Objeto de origem islâmica com forte influência árabe, atravessou continentes ao longo da história, sendo difundido na Europa, especialmente em Portugal, até ser incorporado à cultura brasileira, consolidando a sua presença na arquitetura local ao longo dos anos. São curiosas as relações que atravessam determinados elementos. Inicialmente símbolo da presença colonial portuguesa no país, o azulejo caiu no gosto popular como peça decorativa, por refrescar ambientes, pela facilidade de limpeza e devido a sua durabilidade.
Posteriormente, foi incorporado nas fachadas de construções modernistas para suavizar volumes brutos de edificações, tornando-se assim um elo entre tradição e modernidade. É justo Brasília, ícone da arquitetura modernista e cidade onde se encontram os primeiros painéis de azulejos de Athos Bulcão, o local escolhido pela artista para apresentar diferentes posições fotográficas, tendo como base painéis de azulejos que trazem à tona memórias afetivas em camadas de poesia.
Fotógrafa com trinta e seis anos de trajetória artística, Becker especializou-se na produção de retratos intimistas, marca de suas duas primeiras décadas de atuação, antes de enveredar pela foto-arte, na qual luz, sombra, arquitetura, realidade e poesia se entrelaçam. Os ensaios personalizados deram lugar a composições estéticas capturadas pelo olhar preciso de quem apreende o sensível através do visível, nos pequenos detalhes.
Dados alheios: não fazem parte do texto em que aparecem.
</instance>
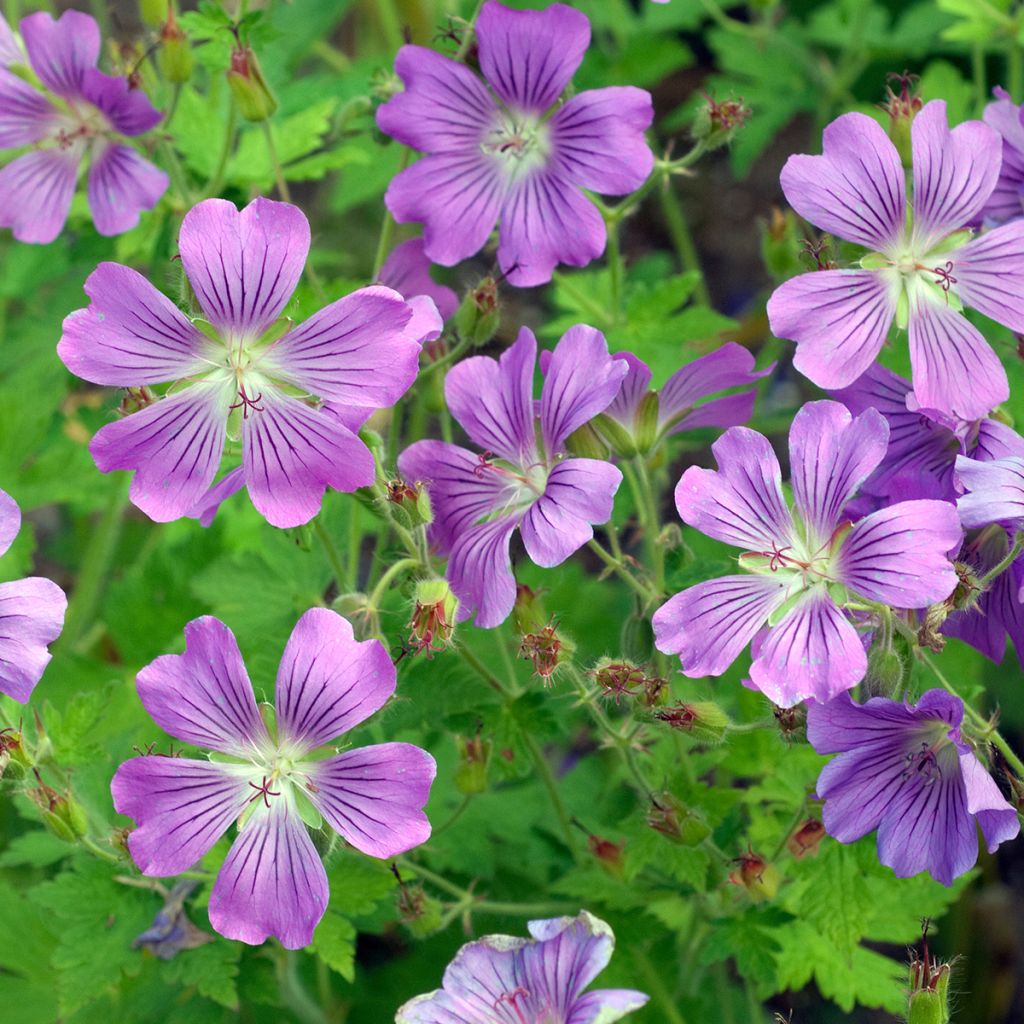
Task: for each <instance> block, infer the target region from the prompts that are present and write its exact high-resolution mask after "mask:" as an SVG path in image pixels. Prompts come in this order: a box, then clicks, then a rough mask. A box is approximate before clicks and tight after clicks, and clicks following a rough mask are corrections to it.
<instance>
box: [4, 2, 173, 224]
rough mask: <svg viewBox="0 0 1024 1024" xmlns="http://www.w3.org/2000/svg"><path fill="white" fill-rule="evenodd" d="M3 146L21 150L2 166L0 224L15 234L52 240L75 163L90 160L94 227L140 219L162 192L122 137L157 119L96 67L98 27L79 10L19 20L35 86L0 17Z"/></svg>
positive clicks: (152, 111)
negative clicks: (27, 75)
mask: <svg viewBox="0 0 1024 1024" xmlns="http://www.w3.org/2000/svg"><path fill="white" fill-rule="evenodd" d="M0 23H2V24H0V147H2V148H5V150H23V148H25V150H27V151H28V152H26V153H24V154H22V155H20V156H18V157H16V158H15V159H14V160H12V161H11V162H10V163H9V164H7V165H6V166H5V167H4V168H3V169H2V170H0V226H3V227H10V228H12V229H13V232H14V238H15V239H17V240H18V241H19V242H37V243H47V242H52V241H53V240H54V239H55V238H56V237H57V234H59V233H60V229H61V228H62V227H63V224H65V221H66V220H67V219H68V211H69V210H70V209H71V203H72V199H73V198H74V195H75V185H76V182H77V180H78V172H79V167H80V166H81V164H82V162H83V161H84V160H88V162H89V173H88V200H89V208H90V209H91V211H92V219H93V221H94V222H95V225H96V230H97V231H99V233H100V234H120V233H121V232H122V231H127V230H129V229H130V228H132V227H134V226H135V225H136V224H137V223H138V217H139V213H140V212H141V211H142V210H151V209H153V207H154V206H155V205H156V204H157V201H158V200H159V199H160V197H161V196H163V195H164V193H165V191H166V190H167V184H168V179H167V175H166V174H165V173H164V172H163V171H162V170H160V169H159V168H158V167H155V166H154V165H153V164H151V163H150V162H148V161H147V160H143V159H142V158H141V157H140V156H139V155H138V154H137V153H136V152H135V150H133V148H132V147H131V146H129V145H126V144H125V143H124V141H123V139H124V138H125V137H131V136H135V135H142V134H144V133H145V132H147V131H150V130H151V129H152V128H154V127H156V125H157V124H159V122H160V121H161V119H162V118H163V115H162V114H160V113H159V112H158V111H157V110H155V109H154V106H153V104H152V103H151V102H150V100H148V99H147V98H146V96H145V95H144V93H142V92H140V91H138V90H135V89H132V88H130V86H129V84H128V80H127V79H126V78H119V77H118V78H116V77H112V76H110V75H104V74H103V73H102V72H101V71H99V70H98V69H97V68H96V61H97V59H98V57H99V45H100V40H99V26H98V25H97V24H96V22H95V19H94V18H92V17H90V16H89V15H88V14H83V13H82V12H81V11H77V10H68V11H65V12H63V13H62V14H61V15H60V17H59V18H57V19H56V20H54V19H53V17H52V15H50V14H48V13H46V12H45V11H39V12H37V13H34V14H29V15H28V16H27V17H24V18H22V23H20V26H19V30H20V35H22V41H23V42H24V44H25V51H26V53H27V54H28V63H29V66H30V67H31V69H32V71H33V72H34V73H35V76H36V78H37V79H38V82H39V84H40V86H41V88H35V87H34V86H33V85H30V84H29V82H27V81H26V79H25V78H24V77H22V76H20V75H18V74H15V73H14V72H13V71H12V70H11V68H12V67H14V66H18V65H22V63H24V62H25V60H24V58H23V57H22V52H20V50H19V48H18V46H17V44H16V42H15V40H14V37H13V35H12V33H11V32H10V29H9V27H8V26H7V24H6V23H5V22H3V18H2V16H0Z"/></svg>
Essa investigação começou com a observação de cenas cotidianas frequentemente despercebidas e se desdobrou na série “Private Nest”, na qual a intimidade ganha forma por meio do enquadramento inusitado de objetos agigantados, deslocados de sua função original. Num segundo momento, a arquitetura passou a ocupar o centro da pesquisa: na série “Luz na Sombra”, fragmentos de brises e cobogós, elementos que trazem na sua função aspectos de privacidade, transformaram-se em padronagem para composições com efeitos de Op-Art. Ao dar continuidade a pesquisa, um elemento presente tanto em espaços íntimos quanto em áreas externas – o azulejo – assumiu o protagonismo.

Em registros singulares, ele conecta as dimensões do público e do privado, unindo questões exploradas nas séries anteriores. Ao pesquisar banheiros das décadas de 1950 a 1970, a artista se deparou não apenas com um acervo arquitetônico de época, mas também com as suas primeiras memórias afetivas: lembranças das casas da mãe, da tia e da avó, onde passava as férias na infância. Signos sensíveis atravessaram esses espaços, conectando diferentes temporalidades – passado e presente em diálogo. Observando ângulos e estudando enquadramentos, antigas histórias afloraram, evocando imagens como saboneteiras guardadas em recordações preciosas, referências de um cotidiano íntimo e afetuoso.

Quem nunca cantou, chorou, sonhou ou se perdeu em pensamentos sob o chuveiro, envolto em névoa de vapor d’água? A força dessas lembranças imprimiu uma nova camada à indagação inicial: o que resiste ao tempo? Estruturas sólidas, memórias afetivas, tudo aquilo que compõe os pilares de sustentação física e emocional. Assim nasceu a série “Rejuntes afetivos”, aqui apresentada.